I did look into the Q10 enzyme with my blood thinners and with Arixtra it seems to be ok (my haemotologist is watching me closely anyway and so far so good) Thanks for the heads up.
I am going to look into adding Valtrex to my regime although I don't think I will take the interferon just yet but stick with the Q10.
Once I get hold if some I will keep you posted. Only worry is ever since I got the 2 EBV infections that caused mono/glandular fever it did mess up my liver so I always have to watch it closely (which I do) I haven't yet been tested again for IgG antibodies against EBV but will this week x
I am comfortable having a break because I spent over a month taking a daily glass of Carrot juice to boost my intake of two retinoids; all-trans retinoic acid and 9-cis retinoic acid. The first has the capacity to punch holes in the capsid of EBV which makes it vunerable to attack by T-cells that were on alert due to the interferon and the latter is required to activate the Retinoid X receptor. If the RXR is inactivated then the VDR (Vitamin D receptor ) can't work. This point seems to have been missed by a lot of the work on VDR. The focus is on adding Vitamin D3 or using drugs and strict diets (Marshall protocol) and that seems like a work around to me. I think I made a major hit on the EBV when I did this.
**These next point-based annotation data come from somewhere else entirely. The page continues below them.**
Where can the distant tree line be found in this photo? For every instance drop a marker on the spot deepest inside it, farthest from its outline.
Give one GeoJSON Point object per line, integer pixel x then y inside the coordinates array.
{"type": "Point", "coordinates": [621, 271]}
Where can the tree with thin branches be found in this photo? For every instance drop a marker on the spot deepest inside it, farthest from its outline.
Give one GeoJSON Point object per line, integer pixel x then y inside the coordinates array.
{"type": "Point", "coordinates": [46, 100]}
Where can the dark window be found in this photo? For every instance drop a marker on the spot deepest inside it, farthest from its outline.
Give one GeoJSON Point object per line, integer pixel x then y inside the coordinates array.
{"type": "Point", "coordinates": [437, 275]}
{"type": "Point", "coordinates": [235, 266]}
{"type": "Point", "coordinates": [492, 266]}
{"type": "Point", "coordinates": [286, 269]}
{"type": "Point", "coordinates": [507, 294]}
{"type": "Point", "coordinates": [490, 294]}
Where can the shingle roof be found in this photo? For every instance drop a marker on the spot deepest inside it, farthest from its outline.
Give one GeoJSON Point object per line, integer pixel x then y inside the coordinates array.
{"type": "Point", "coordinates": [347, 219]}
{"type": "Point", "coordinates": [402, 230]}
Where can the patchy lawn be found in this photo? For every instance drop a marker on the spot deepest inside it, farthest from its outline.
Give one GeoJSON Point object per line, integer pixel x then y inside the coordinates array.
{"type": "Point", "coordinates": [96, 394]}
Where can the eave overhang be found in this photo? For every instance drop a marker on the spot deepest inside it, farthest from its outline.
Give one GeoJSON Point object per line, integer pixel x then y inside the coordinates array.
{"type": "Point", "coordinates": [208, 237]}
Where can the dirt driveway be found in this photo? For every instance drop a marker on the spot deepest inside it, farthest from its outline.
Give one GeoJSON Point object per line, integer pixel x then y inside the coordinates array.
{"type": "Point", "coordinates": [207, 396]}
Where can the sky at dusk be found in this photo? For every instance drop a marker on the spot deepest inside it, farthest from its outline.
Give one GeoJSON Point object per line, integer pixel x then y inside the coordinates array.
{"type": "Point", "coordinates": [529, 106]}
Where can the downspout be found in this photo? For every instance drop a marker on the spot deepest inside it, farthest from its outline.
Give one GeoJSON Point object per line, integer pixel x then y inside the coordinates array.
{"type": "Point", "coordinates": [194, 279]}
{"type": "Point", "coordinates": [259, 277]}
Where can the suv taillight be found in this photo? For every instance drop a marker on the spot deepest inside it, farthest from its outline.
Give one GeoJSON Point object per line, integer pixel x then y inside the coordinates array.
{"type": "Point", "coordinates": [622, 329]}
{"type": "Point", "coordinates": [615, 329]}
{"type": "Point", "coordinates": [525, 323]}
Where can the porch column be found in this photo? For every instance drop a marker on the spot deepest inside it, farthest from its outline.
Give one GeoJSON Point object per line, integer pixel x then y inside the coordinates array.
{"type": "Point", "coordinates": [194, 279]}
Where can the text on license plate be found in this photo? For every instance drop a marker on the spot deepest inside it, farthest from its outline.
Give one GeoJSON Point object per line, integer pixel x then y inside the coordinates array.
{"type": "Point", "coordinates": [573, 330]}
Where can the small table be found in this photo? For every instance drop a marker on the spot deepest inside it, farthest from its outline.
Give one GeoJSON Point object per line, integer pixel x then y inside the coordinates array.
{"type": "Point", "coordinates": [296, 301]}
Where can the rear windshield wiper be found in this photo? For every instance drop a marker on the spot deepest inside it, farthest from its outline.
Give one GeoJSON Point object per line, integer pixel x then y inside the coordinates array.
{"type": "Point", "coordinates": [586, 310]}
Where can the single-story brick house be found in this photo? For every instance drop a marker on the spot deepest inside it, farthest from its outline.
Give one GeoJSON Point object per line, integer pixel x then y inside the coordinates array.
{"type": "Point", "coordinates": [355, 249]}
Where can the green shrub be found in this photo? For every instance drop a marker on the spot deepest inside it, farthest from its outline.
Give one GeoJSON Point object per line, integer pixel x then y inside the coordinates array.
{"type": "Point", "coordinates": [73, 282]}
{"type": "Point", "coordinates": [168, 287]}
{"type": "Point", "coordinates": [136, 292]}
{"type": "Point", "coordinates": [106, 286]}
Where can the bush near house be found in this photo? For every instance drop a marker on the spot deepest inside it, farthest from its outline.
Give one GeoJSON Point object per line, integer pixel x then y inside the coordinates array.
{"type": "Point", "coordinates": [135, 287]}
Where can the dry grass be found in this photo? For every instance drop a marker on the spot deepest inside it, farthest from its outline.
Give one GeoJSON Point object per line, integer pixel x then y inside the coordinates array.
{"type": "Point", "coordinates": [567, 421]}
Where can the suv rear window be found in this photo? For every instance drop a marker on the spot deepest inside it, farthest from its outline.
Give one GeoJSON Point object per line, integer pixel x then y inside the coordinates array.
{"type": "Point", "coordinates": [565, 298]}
I took Avonex every week for 12 years and Valtrex twice daily for over 10 years. I'm at a different place to most because I have lowered my viral load through this aggressive approach. I need to work out what happens next. It doesn't concern me that I might be exposing myself to the risk of MS symptoms returning because I can turn them off by resuming my regime but the gout symptoms (a bit like an arthritis) do need some management.
I think there is happy amount of Q10 and then it becomes an issue. The limit probably differs between individuals and might change over time. Gradually I increased to 2x 150g at night and 1x 150g in the morning. I took the holiday from my normal medicine so I could get a feel for what was happening. My gouty toes started to remind me they were there so I dropped the Valtrex to see what happened. My thinking was Q10 will aid the production of ATP (particularly during sleep) and the higher ATP should be elevating my production of uric acid so I had a protective cover form the problems brought on by too much peroxynitrite. I still think the reasoning is valid.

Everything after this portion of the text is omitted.